Kerodon

$\Newextarrow{\xRightarrow}{5,5}{0x21D2}$ $\newcommand\empty{}$
$\Newextarrow{\xhookrightarrow}{10,10}{0x21AA}$

Remark 3.5.3.21. Let $X$ be a simplicial set, let $n$ be an integer, and let $\operatorname{cosk}_{n}(X)$ denote the $n$-coskeleton of $X$. For every simplicial set $S$, we have canonical isomorphisms

\[ \operatorname{Hom}_{\operatorname{Set_{\Delta }}}( \operatorname{sk}_{n}(S), X ) \xrightarrow {\sim } \operatorname{Hom}_{\operatorname{Set_{\Delta }}}( \operatorname{sk}_{n}(S), \operatorname{cosk}_{n}(X) ) \xleftarrow {\sim } \operatorname{Hom}_{\operatorname{Set_{\Delta }}}( S, \operatorname{cosk}_{n}(X) ) \]
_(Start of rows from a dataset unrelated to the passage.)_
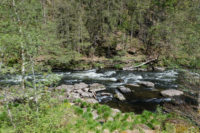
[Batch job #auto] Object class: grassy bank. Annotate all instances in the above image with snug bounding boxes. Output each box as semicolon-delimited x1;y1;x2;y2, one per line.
0;87;198;133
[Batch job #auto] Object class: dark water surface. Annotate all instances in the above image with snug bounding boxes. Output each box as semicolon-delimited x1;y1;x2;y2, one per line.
1;69;196;113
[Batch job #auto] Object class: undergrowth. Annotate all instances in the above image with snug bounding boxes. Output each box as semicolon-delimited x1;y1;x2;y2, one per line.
0;88;199;133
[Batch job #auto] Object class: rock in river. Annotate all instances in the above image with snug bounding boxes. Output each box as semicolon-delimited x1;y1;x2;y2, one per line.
118;86;132;93
161;89;184;97
126;84;140;88
138;81;155;88
89;83;106;92
115;90;126;101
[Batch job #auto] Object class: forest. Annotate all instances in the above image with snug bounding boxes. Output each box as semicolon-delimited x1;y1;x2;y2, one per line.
0;0;200;72
0;0;200;132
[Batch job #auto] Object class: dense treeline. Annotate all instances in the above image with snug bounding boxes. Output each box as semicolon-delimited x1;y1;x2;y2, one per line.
0;0;200;72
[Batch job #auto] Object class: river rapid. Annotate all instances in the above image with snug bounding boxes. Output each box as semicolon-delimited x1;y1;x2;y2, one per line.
0;69;199;113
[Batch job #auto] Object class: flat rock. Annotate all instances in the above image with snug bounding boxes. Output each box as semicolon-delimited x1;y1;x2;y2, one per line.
68;92;81;100
74;89;84;94
83;98;98;104
83;88;89;92
115;90;126;101
74;82;88;90
138;81;155;88
126;84;140;88
89;83;106;92
55;85;74;92
81;92;93;98
118;86;132;93
99;92;113;97
161;89;184;97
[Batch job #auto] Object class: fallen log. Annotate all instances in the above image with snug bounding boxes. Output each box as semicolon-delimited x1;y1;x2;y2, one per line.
133;58;158;68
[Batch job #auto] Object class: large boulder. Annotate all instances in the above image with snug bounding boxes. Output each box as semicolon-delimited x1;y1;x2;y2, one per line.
138;81;155;88
89;83;106;92
161;89;184;97
74;82;88;90
115;90;126;101
118;86;132;93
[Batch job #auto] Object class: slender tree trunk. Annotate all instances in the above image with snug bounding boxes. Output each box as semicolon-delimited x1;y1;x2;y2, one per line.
40;0;47;24
198;90;200;110
52;0;55;20
30;57;38;112
4;90;16;128
13;0;26;90
0;48;3;73
21;41;25;90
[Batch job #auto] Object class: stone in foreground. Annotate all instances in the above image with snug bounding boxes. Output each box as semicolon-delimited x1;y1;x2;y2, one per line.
161;89;184;97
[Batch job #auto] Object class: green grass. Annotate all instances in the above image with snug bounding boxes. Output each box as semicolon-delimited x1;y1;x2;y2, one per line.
0;89;198;133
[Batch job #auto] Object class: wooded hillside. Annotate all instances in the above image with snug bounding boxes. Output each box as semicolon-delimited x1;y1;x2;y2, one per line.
0;0;200;71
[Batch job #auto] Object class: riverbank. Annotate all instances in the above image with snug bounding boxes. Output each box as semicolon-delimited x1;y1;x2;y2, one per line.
0;69;200;131
0;86;199;133
43;54;200;72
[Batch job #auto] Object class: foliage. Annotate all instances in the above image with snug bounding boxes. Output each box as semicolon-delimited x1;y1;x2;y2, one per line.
0;0;199;70
0;86;199;133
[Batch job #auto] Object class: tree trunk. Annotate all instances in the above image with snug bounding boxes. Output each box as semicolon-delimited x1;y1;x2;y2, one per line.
30;57;38;112
13;0;26;90
4;90;16;128
21;42;25;90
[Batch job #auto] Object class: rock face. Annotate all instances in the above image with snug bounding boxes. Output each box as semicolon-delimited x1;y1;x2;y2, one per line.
138;81;155;88
161;89;184;97
118;86;132;93
115;90;126;101
89;83;106;92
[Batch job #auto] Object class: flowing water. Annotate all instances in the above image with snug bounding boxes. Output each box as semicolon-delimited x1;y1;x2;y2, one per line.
0;69;198;113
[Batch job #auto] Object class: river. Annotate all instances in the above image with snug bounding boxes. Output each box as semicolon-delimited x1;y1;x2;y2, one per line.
0;69;199;113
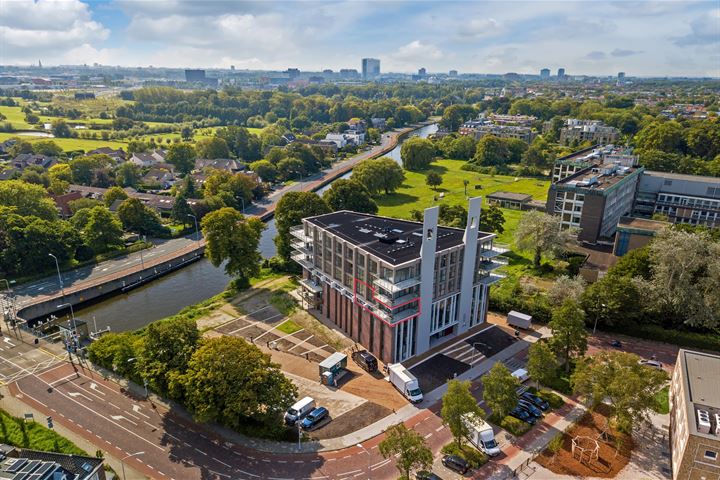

where the map on the left is bijective because the map $X \rightarrow \operatorname{cosk}_{n}(X)$ is bijective on simplices of dimension $\leq n$, and the map on the right is bijective by virtue of Proposition 3.5.3.10. Note that this observation was implicitly used (in the special case $S = \operatorname{\partial \Delta }^{m}$) in the proof of Proposition 3.5.3.16.